Belgique

Blocus en reconversion professionnelle : Amandine, 44 ans, « Je ne suis pas leur maman »

Amandine, 44 ans, termine sa première année du cursus pour devenir logopède et fait partie des 10% de l’auditoire en reconversion professionnelle. Marie, 34 ans, a travaillé pendant 10 ans dans le marketing avant de changer de voie vers la logopédie et a des cours toute la journée jusqu’à 17 heures.


Amandine, âgée de 44 ans, termine sa première année de formation pour devenir logopède. Ancienne aide familiale, elle fait partie des 10 % d’étudiants en reconversion professionnelle. Elle se retrouve donc en classe avec des étudiantes de 18 ans. « J’ai l’âge de leur maman », sourit-elle. « Je peux être parfois leur copine, parfois leur tata ou leur grande sœur, mais pas leur grand-mère. Et moi, je rajeunis avec elles, elles m’apprennent beaucoup de choses. Par exemple, ‘j’ai la ref.' »

À ses côtés en classe, Marie, 34 ans, a travaillé pendant dix ans dans le marketing avant de se réorienter vers la logopédie. « C’est un métier que j’ai toujours eu en tête. Je ne m’étais jamais lancée, mais là, c’est le moment », explique-t-elle. Étudiante à temps plein, elle a dû complètement réorganiser son emploi du temps avec des cours toute la journée jusqu’à 17 heures. « C’est beaucoup de challenge, surtout que je suis maman d’un petit garçon de 2 ans. C’est toute une organisation avec mon mari. Mais aussi des trajets en train de 45 minutes. »

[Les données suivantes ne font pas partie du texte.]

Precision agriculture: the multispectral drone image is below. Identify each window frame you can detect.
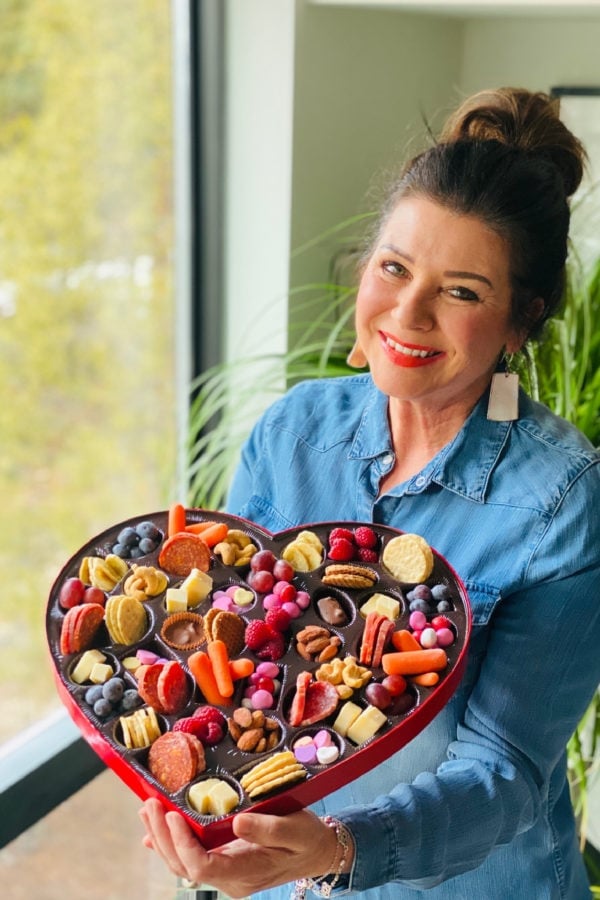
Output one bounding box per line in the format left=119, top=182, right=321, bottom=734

Tout comme Amandine et Marie, de nombreux autres étudiants en reconversion professionnelle se mêlent aux plus jeunes, créant ainsi une amitié intergénérationnelle et apportant une dynamique nouvelle et positive en cours, selon Colyne, 18 ans. « Elles osent plus prendre la parole et ont plus d’expérience de vie qu’elles partagent avec tout le monde. Elles nous incitent aussi à prendre la parole en classe, donc c’est chouette. »

Jeunes ou moins jeunes, le dernier cours de l’année est désormais terminé. Les examens approchent, mais d’abord… Le blocus.